BRIEF DESCRIPTION OF THE DRAWINGS
[0021] The invention may take physical form in certain parts and
arrangement of parts, embodiments of which will be described in
detail in the specification and illustrated in the accompanying
drawings which form a part hereof, and wherein:
[0022] FIG. 1 is a block diagram of a combined cycle power plant
(CCPP) that is an example of a power generating plant suitable for
use in connection with the optimization system of the present
invention;
[0023] FIG. 2 illustrates a block diagram of an optimization system
according to an embodiment of the present invention;
[0024] FIG. 3 illustrates a block diagram of a load prediction
model, according to an embodiment of the present invention;
[0025] FIG. 4 is a flow diagram illustrating the determination of a
Predicted Max Load at time (t+1), according to an embodiment of the
present invention;
[0026] FIG. 5 is a block diagram of a gas turbine power model,
according to an embodiment of the present invention;
[0027] FIG. 6 is a block diagram of a steam turbine power model,
according to an embodiment of the present invention;
[0028] FIG. 7 is a block diagram of a "block" power model,
according to an embodiment of the present invention;
[0029] FIG. 8 is a simplified block diagram of the "block" power
model shown in FIG. 7.
[0030] FIG. 9 is a block diagram of a plant power model, according
to an embodiment of the present invention;
[0031] FIG. 10 is a simplified block diagram of the plant power
model shown in FIG. 9;
[0032] FIG. 11 illustrates use of the plant power model of FIG. 10
to determine a Predicted Max Power With No Duct Burners at time
(t);
[0033] FIG. 12 is a block diagram of a duct burner power model,
according to an embodiment of the present invention, said duct
burner power model shown as used to determine Predicted Plant Power
Due Solely To Duct Burners at time (t);
[0034] FIG. 13 is a simplified block diagram of the duct burner
power model shown in FIG. 12;
[0035] FIG. 14 illustrates a method for determining Predicted Plant
Power Error at time (t).
[0036] FIG. 15 is a block diagram illustrating a steady state plant
optimization model, according to an embodiment of the present
invention;
[0037] FIG. 16 is a block diagram of a dynamic gas turbine power
model, according to an embodiment of the present invention, wherein
ambient conditions and trajectories of gas turbine fuel flows are
used to determine the trajectory of gas turbine power;
[0038] FIG. 17 is a block diagram of a dynamic steam turbine power
model, according to an embodiment of the present invention, wherein
ambient conditions and trajectories of gas turbine power and duct
burner fuel flows are used to determine the trajectory of steam
turbine power; and
[0039] FIG. 18 is a block diagram of a dynamic plant optimization
model, according to an embodiment of the present invention.
DETAILED DESCRIPTION OF INVENTION
[0040] Referring now to the drawings wherein the showings are for
the purposes of illustrating embodiments of the invention only and
not for the purposes of limiting same, FIG. 1 shows a block diagram
of a combined cycle power plant (CCPP) 170, which is also referred
to herein as plant 170. Plant 170 is an example of a power
generating plant that is suitable for use in connection with the
optimization system of the present invention.
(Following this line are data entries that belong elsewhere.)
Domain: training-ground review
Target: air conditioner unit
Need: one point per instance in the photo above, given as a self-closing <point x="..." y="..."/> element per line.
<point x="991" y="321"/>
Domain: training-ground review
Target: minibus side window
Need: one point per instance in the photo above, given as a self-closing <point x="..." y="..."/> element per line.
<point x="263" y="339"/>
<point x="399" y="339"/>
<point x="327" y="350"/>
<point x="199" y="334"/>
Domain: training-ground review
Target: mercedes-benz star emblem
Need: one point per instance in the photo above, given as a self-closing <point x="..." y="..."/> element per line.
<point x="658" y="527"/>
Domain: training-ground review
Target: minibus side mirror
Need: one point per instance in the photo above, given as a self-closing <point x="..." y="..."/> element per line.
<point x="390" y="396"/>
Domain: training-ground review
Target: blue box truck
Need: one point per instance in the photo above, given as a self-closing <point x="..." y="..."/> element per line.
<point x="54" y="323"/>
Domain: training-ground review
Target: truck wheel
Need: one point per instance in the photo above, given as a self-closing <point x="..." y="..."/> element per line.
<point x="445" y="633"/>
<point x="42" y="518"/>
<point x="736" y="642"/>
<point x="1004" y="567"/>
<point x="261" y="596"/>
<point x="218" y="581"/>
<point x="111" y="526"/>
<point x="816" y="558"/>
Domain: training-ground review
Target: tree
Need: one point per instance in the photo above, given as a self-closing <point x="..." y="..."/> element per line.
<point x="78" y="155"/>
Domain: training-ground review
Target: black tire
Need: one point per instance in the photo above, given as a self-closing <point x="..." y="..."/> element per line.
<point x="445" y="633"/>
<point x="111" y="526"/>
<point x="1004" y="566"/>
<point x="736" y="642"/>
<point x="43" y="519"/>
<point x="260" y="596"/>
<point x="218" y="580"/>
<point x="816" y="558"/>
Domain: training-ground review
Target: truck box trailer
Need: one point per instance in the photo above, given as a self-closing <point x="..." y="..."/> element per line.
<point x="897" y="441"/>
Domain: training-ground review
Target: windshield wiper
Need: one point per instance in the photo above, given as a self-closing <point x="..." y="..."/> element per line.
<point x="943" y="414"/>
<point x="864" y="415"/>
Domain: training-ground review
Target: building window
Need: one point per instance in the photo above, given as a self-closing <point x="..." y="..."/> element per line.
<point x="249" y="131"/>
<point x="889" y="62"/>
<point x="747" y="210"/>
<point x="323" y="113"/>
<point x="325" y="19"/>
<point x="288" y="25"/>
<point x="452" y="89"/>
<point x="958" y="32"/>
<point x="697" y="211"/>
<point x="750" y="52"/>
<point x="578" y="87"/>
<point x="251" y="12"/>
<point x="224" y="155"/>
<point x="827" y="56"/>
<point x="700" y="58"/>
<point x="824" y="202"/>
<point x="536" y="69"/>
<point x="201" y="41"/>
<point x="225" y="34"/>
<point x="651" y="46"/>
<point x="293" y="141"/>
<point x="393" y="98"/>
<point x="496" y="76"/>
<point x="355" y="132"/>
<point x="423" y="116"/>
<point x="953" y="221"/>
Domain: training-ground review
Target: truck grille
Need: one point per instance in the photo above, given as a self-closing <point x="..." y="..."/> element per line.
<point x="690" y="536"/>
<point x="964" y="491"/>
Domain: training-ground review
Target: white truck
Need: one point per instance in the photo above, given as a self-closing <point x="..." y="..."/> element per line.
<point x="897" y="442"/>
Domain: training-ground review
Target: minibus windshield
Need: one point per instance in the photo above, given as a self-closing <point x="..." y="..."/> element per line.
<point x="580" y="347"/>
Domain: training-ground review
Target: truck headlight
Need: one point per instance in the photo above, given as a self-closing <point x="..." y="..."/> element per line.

The following
description of the present invention illustrates an embodiment
configured for use with plant 170. However, the present invention
is suitable for use with a wide variety of CCPPs of alternative
configurations, and therefore, it should be appreciated that the
present invention may take alternative forms suitable for use with
CCPPs having configurations different from plant 170. It should be
understood that the illustration of plant 170 is not intended to
limit the scope of the present invention.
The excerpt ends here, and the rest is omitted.